For those of you counting at home, it has been 606 days since I packed up my desk and walked out of my office for the last time, feeling confused and betrayed and incredibly relieved. It was the right choice, as has been proven again and again. But that doesn't mean that it hasn't been a difficult 606 days. I mean, babies have been conceived, gestated, and born in the time that I've been unemployed. And technically, if someone were to get pregnant right after the 6 week postpartum restriction, they could have TWO separately-gestated-and-born babies in the time I've been without a job (40 weeks plus 6 weeks plus 40 weeks equals 86 weeks, which is just slightly less than 606 divided by 7, for those math weirdos out there). But honestly I don't think I'd recommend this.
ANYWAY. Sorry for that gestational tangent. My point is, it's been a rough 86 weeks. Babies have been born, people have died, weight has been gained (and lost again), emotions have roiled, interviews have given false hope, money has not-so-slowly seeped out of bank accounts, etc. We've all heard this story before. Everything has changed around me and I stay the same. Stuck. Sometimes, I feel like I might whither up and never move again; I'll just be trapped in an endless loop of interviews and hopelessness. Each night, I pray, "How much longer, Lord?"
Today, he answered me.
"Five," He said.
His voice was not a booming in the clouds or a still, small whisper in my soul. His voice came in the form of a woman on the other end of my phone. Offering me a job. Starting next Wednesday.

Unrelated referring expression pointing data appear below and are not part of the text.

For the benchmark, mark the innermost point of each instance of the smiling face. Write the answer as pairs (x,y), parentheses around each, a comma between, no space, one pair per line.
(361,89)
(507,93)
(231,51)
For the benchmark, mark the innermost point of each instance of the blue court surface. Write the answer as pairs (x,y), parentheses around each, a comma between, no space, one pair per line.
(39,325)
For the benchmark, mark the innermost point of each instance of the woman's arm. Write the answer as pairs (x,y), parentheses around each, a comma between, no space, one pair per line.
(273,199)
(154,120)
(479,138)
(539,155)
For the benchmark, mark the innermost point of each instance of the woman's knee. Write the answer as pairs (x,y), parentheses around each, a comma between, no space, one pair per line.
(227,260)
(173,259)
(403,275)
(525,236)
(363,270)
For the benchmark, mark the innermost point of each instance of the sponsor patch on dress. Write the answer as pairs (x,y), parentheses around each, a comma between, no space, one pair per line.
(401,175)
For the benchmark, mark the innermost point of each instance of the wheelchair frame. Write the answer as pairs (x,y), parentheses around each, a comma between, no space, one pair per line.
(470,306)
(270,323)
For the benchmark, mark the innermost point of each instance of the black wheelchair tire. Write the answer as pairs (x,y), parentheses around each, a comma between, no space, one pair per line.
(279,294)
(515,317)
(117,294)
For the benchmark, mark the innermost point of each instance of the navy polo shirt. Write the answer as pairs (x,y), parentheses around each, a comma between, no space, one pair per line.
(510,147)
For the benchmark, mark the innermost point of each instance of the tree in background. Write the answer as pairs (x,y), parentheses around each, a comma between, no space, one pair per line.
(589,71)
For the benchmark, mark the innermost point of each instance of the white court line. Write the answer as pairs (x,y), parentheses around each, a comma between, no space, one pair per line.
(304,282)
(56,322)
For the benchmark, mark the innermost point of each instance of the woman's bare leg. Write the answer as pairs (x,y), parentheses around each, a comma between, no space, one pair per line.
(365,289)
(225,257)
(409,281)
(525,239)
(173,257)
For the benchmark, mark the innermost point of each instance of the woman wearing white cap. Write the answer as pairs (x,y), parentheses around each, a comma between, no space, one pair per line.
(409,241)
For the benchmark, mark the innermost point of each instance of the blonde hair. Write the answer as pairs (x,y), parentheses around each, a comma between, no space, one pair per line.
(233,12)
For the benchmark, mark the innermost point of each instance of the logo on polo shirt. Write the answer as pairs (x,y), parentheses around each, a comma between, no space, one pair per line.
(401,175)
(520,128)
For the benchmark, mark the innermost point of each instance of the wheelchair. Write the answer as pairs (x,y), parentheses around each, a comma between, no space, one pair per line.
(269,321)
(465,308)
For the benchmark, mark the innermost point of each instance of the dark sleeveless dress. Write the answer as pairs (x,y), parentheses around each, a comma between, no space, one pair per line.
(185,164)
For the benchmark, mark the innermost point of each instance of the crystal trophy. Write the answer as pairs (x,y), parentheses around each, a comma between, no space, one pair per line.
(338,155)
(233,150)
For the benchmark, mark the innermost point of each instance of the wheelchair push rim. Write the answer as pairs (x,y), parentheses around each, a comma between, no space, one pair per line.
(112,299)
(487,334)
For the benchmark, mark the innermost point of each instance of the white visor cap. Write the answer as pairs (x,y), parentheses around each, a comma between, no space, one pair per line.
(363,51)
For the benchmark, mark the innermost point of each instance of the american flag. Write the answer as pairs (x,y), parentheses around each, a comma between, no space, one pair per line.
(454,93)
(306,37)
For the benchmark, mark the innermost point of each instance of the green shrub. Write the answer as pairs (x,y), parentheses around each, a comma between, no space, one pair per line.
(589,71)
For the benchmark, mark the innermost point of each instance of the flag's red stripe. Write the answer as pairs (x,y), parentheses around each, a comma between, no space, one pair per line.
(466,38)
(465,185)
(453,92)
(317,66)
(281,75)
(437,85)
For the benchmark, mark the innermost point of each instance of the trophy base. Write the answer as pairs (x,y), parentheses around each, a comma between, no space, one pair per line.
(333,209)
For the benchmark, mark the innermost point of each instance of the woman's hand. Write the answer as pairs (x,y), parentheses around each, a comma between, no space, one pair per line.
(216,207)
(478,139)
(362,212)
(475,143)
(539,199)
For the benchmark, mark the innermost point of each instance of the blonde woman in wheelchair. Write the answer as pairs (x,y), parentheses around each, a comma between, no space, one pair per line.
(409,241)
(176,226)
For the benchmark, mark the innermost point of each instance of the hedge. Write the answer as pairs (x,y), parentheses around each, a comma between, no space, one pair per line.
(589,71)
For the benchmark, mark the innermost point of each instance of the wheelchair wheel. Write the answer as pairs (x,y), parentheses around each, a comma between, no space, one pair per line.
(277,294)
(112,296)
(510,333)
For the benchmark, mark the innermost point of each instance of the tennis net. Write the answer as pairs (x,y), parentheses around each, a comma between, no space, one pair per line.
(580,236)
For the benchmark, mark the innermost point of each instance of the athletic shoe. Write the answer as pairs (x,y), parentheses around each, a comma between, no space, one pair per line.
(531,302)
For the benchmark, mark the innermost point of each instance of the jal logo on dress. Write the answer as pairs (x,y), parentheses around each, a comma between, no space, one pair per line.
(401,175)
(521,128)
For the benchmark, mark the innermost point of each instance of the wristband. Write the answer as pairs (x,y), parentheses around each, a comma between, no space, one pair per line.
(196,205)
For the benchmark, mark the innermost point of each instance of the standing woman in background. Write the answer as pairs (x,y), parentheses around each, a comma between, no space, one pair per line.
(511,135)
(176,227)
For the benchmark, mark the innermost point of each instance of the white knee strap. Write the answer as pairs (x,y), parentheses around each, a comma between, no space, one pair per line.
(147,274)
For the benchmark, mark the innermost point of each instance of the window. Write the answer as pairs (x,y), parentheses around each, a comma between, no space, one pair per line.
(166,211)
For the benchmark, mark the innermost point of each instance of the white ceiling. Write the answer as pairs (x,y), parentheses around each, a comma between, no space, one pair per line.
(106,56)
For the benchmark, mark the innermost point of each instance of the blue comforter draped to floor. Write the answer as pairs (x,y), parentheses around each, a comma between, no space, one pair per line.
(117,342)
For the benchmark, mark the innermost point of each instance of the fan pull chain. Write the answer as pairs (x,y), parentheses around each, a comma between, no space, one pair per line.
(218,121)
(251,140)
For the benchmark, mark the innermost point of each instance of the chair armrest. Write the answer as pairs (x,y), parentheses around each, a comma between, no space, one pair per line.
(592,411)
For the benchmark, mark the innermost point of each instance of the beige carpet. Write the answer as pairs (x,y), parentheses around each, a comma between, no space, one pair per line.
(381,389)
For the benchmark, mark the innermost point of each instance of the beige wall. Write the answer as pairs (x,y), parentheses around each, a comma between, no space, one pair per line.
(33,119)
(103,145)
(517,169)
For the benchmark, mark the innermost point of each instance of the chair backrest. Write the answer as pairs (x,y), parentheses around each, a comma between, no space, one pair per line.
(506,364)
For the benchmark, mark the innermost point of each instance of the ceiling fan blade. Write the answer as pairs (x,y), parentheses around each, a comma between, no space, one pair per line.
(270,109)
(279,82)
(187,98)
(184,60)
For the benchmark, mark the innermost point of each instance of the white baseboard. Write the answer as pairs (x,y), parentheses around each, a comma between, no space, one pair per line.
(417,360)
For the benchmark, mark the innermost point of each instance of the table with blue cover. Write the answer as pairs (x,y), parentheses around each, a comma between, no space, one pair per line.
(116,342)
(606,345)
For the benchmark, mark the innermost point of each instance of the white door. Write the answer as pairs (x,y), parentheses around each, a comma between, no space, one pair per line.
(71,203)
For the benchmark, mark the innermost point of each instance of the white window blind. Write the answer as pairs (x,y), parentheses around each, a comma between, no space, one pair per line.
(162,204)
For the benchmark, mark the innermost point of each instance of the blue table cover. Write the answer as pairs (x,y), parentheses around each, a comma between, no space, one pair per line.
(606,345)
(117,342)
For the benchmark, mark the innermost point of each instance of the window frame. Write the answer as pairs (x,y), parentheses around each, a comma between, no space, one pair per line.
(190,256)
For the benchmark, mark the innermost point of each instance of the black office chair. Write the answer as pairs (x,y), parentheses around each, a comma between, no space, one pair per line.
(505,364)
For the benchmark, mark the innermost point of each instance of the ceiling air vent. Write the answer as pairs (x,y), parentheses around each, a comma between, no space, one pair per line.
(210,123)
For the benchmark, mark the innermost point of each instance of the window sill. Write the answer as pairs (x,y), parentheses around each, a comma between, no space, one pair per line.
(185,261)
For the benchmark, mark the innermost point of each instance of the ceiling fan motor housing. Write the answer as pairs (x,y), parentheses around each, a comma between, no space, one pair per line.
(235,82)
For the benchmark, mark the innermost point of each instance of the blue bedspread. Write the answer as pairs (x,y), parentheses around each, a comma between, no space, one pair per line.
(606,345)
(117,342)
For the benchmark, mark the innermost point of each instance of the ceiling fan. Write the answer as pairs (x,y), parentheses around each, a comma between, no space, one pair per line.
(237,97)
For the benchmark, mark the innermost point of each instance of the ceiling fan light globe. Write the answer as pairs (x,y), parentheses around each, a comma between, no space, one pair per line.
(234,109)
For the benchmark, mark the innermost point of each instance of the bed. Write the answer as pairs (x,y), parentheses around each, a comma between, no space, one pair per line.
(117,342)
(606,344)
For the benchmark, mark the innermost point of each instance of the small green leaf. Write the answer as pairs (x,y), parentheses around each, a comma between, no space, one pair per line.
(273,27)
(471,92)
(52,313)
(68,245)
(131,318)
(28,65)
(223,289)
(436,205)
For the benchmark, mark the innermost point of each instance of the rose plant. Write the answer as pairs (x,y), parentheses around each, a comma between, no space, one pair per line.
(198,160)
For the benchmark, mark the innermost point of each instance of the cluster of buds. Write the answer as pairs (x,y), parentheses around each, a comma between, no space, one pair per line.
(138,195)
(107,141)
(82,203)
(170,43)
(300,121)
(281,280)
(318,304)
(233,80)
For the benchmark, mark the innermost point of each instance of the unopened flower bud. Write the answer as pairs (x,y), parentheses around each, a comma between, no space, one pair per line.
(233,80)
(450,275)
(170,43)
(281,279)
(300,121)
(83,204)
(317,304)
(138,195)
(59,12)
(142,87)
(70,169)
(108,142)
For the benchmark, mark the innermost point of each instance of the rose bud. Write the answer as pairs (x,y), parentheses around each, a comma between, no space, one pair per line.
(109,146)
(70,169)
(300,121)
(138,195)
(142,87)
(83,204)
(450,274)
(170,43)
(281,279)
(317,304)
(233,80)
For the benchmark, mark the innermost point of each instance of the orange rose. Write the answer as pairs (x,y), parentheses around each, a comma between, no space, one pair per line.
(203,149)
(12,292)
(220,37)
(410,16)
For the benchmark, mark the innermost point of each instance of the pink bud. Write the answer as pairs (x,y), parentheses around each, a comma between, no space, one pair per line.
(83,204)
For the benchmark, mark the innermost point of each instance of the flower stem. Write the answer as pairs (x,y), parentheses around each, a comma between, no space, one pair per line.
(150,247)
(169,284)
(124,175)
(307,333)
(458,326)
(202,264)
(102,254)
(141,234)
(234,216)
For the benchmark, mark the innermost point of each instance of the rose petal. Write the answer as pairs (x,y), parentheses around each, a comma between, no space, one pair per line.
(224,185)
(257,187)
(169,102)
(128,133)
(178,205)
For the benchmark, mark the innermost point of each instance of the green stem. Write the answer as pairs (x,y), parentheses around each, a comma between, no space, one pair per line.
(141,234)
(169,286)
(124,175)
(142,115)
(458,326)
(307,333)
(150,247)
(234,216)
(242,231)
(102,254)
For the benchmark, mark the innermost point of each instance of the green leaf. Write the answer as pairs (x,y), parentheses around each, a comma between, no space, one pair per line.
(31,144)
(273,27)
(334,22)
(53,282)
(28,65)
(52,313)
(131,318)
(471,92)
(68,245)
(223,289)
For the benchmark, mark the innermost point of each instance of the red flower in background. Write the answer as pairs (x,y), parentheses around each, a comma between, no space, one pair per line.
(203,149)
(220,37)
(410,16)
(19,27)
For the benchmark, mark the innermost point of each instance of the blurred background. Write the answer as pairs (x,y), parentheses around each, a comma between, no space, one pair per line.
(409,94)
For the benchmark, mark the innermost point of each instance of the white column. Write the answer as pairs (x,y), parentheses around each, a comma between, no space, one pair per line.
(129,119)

Five days from now, I will be a gainfully employed, functioning member of society. Today, I accepted a job offer with an area non-profit organization doing work that I believe in and want to be a part of. This is a full-time, benefited, community-impacting job. It's everything I prayed for and more. I might even get to have my own office! I have mild fantasies of a mini-fridge and a coat rack. Don't ask me to explain; it'd just ruin it.
In the past 24 hours, I have cried, I have jumped up and down, I have fallen to my knees in grateful prayer, and I have danced. Oh how I've danced! I would like to tell you the whole story at some point about how the interviews went and about the offer, but I'm starving and I'm too excited to sit still. So I'll save that for a whole other post.
But I don't want to end this without first saying that I am SO grateful for all of you, my Internet community. This last year and a half would have been doubly difficult if I hadn't had you to whine to and ask questions of and joke with. I would not have had the courage (or the ability, THANK YOU Linnea) to move here to Texas and make a new start. You people have been more gracious and supportive than I could ever expect or deserve. Thank you so much for your prayers, your support, and your love. I had no idea how much God would bless me through this rambly little blog, but I'm so glad I found you all.